The Dicksons were spared a tree through the roof, although we did lose a huge magnolia branch that later had to be chopped up and hauled away. The Precious Jewels’ babysitter, who spent the long night of Fran in our basement praying with her own daughter and several foster children took full credit for our good fortune. In her assessment, the reason the Dicksons escaped a tree through the roof and the neighbors did not was because the babysitter next door — her friend and sometime rival — simply did not pray hard enough!

Our power went out about midnight and was out for six long days in sweltering humidity, but we were luckier than many who were powerless longer. I remember turning onto our street on the sixth day and passing a utility truck from Florida and realizing its crew had restored our electricity. I blew those men kisses in full daylight in front of God and country.

The Dickson family beach house, which had survived Hurricane Hazel —t he 1954 storm of its generation, came through Fran as well, but far from unscathed. The new roof and porch are now 20 years young, and that old house barely noticed Hermine.
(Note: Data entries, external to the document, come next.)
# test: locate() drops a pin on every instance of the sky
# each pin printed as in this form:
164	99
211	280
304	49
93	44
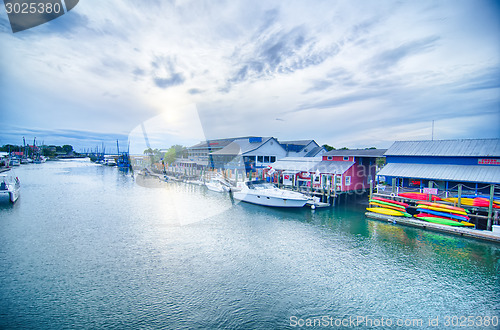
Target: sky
155	73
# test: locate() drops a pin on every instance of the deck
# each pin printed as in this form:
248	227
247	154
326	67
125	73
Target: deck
459	231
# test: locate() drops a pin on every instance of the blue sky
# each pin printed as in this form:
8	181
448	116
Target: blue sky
345	73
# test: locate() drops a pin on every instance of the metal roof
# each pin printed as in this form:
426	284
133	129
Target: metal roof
314	152
298	142
300	164
332	167
447	148
357	152
242	146
465	173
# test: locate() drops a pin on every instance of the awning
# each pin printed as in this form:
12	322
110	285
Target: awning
460	173
332	167
296	164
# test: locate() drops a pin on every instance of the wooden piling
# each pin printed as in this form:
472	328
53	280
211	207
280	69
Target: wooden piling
490	207
460	195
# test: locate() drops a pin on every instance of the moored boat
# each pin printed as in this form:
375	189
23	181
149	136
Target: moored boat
10	185
216	185
385	211
266	194
419	196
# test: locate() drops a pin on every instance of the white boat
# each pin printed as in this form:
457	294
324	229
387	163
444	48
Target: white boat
217	186
15	162
9	184
265	193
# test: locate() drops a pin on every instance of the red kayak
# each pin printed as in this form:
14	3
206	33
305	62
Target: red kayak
390	201
444	206
483	202
419	196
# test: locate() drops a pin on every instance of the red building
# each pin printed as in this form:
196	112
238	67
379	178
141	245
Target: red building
350	170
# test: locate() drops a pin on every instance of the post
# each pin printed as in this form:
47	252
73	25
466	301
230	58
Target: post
371	188
335	186
430	195
329	188
490	207
459	195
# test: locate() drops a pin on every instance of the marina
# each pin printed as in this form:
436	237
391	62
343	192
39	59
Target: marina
108	249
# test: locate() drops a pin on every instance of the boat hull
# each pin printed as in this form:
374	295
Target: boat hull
268	200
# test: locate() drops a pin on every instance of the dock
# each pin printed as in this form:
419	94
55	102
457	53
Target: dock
483	235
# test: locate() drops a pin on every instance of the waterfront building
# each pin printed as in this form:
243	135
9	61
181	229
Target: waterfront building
338	171
303	148
249	154
472	165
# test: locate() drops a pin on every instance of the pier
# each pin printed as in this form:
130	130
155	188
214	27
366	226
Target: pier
459	231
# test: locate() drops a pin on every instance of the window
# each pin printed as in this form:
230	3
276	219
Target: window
347	180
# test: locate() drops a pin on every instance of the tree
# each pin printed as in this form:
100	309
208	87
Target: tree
328	147
170	155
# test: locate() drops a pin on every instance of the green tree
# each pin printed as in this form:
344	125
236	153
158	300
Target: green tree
170	155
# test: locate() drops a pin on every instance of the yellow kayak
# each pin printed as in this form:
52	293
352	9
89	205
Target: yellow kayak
387	206
441	209
385	211
464	201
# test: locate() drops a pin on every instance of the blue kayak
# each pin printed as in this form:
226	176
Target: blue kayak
444	214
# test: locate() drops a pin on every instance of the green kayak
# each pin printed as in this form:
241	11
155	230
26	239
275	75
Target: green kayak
442	221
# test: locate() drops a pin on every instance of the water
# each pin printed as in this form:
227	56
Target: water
86	246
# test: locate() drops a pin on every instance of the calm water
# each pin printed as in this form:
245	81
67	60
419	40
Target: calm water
86	246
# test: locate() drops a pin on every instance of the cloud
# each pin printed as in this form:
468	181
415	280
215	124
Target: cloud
390	58
164	73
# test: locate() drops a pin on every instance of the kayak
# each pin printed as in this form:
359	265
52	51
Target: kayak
442	221
390	201
464	201
441	209
388	204
496	198
443	214
483	202
427	215
419	196
445	206
385	211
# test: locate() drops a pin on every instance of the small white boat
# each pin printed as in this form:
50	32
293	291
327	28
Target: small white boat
216	185
265	193
9	184
15	162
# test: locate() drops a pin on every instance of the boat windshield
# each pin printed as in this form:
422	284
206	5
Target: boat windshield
259	185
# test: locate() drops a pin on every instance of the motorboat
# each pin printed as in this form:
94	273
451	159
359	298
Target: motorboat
9	184
267	194
15	162
216	185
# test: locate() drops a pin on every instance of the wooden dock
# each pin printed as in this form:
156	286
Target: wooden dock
459	231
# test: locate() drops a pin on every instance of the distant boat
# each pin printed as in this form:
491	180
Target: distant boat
9	184
266	194
216	185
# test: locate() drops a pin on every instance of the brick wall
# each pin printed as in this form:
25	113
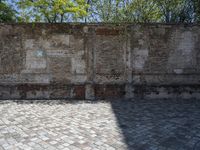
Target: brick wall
99	61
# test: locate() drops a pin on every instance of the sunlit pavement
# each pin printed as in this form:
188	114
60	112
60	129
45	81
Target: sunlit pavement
103	125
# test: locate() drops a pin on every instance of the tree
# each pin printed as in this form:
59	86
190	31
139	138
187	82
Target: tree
144	11
7	14
52	11
197	10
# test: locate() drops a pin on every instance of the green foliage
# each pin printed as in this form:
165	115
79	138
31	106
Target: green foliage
52	10
166	11
7	14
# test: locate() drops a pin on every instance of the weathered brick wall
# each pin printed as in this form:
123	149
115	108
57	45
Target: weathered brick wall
80	61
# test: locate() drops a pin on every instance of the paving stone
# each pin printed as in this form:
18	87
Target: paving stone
120	125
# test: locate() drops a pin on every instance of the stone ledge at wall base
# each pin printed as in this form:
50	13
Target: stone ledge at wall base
97	91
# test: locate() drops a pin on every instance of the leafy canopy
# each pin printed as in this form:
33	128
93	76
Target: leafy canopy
52	10
7	14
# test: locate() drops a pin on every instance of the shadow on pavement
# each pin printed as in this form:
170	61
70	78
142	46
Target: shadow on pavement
159	124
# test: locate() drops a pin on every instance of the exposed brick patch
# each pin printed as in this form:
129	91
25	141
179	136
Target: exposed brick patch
79	92
107	31
109	91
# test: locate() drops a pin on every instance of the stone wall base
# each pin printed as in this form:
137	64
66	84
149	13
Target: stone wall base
98	91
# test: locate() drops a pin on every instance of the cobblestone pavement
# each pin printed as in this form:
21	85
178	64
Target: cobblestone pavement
109	125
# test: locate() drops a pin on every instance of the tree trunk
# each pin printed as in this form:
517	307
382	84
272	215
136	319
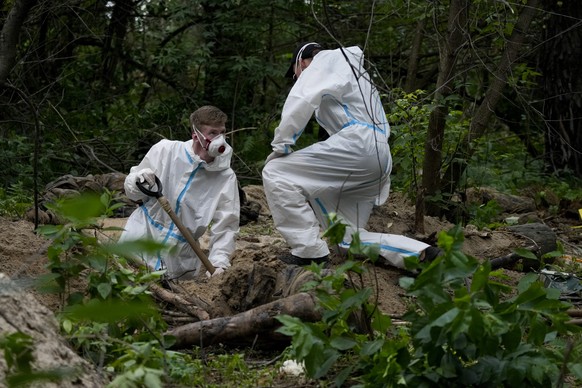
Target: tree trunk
560	64
458	165
436	127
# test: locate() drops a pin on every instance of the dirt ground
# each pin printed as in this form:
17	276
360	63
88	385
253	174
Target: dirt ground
255	275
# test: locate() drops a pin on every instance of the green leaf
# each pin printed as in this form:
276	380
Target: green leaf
104	290
526	253
342	343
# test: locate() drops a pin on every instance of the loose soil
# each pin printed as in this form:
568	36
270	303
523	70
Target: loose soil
23	255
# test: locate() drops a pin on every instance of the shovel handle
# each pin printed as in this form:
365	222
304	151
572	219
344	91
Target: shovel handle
155	194
185	232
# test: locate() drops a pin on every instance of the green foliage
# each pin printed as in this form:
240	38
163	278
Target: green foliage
467	333
485	215
464	329
14	201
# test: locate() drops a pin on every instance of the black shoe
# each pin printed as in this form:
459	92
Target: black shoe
296	260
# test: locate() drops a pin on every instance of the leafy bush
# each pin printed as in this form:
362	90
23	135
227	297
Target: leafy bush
464	329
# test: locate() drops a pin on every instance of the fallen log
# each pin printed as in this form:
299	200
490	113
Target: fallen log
256	325
179	302
541	240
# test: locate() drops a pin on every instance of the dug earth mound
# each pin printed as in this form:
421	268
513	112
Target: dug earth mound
257	278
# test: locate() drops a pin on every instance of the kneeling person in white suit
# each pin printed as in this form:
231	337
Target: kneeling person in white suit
202	188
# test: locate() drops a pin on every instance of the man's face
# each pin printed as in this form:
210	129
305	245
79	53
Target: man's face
209	132
202	137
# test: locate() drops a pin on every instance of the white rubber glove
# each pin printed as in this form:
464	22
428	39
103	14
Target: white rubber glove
217	271
146	175
273	155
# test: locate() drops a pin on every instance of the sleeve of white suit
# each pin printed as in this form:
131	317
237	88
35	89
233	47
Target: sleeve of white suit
150	161
225	225
324	76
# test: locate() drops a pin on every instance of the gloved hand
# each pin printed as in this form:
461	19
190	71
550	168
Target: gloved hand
146	175
273	155
217	271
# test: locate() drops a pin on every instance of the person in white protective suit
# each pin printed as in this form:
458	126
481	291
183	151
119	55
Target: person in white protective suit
202	189
348	173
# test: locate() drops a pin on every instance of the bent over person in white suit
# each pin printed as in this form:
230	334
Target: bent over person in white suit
348	173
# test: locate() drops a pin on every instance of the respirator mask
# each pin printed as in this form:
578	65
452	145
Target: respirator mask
215	147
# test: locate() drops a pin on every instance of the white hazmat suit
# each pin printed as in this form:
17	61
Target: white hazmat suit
348	173
201	194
Fran took 37 human lives, 24 of them in North Carolina, and causing $11billion in today’s dollars in damages to homes, businesses, infrastructure, crops and timber. At one point in the storm, radar images showed Fran’s winds and rains covering two-thirds of our state. She cut new inlets along the coast and reminded older North Carolinians and taught newer ones that when Mother Nature goes on a tear, there is not much to do but watch and keep our fingers crossed, hopefully from afar. Three years later, Hurricane Floyd flooded much of eastern North Carolina and was deadlier, but Fran remains one of the worst natural disasters to hit our state.

Other storms have come since Fran, of course, but none so destructive. In the intervening twenty years, North Carolina has changed as well. Brunswick County at the mouth of the Cape Fear where Fran rolled in has almost doubled its population since 1996, and about 1 million people now live in the 18 counties along North Carolina’s ocean and coastal waterways. 

Remember, too, that our little tree-struck street was not in a coastal county, proof that hurricanes do not always stay along the coast. That street is in central Fayetteville in Cumberland County. Wake and other Piedmont counties suffered with Fran as well. In 1996, North Carolina’s population was 7.5 million people and today we have more than 10 million residents. Many of those people have never experienced a Hermine, much less a Fran, something that rightfully keeps North Carolina’s emergency responders awake nights. 

No one knows what the 2016 hurricane season will bring post-Hermine, but here is some food for thought. North Carolina has not been hit by a Category 3 or higher storm since Fran, twenty years ago. That does not mean, of course, that a Category 3, 4, or even 5, will arrive this season, but it does mean that statistically, North Carolina has been on a long lucky streak. 

The odds of that streak lasting indefinitely are slim to none.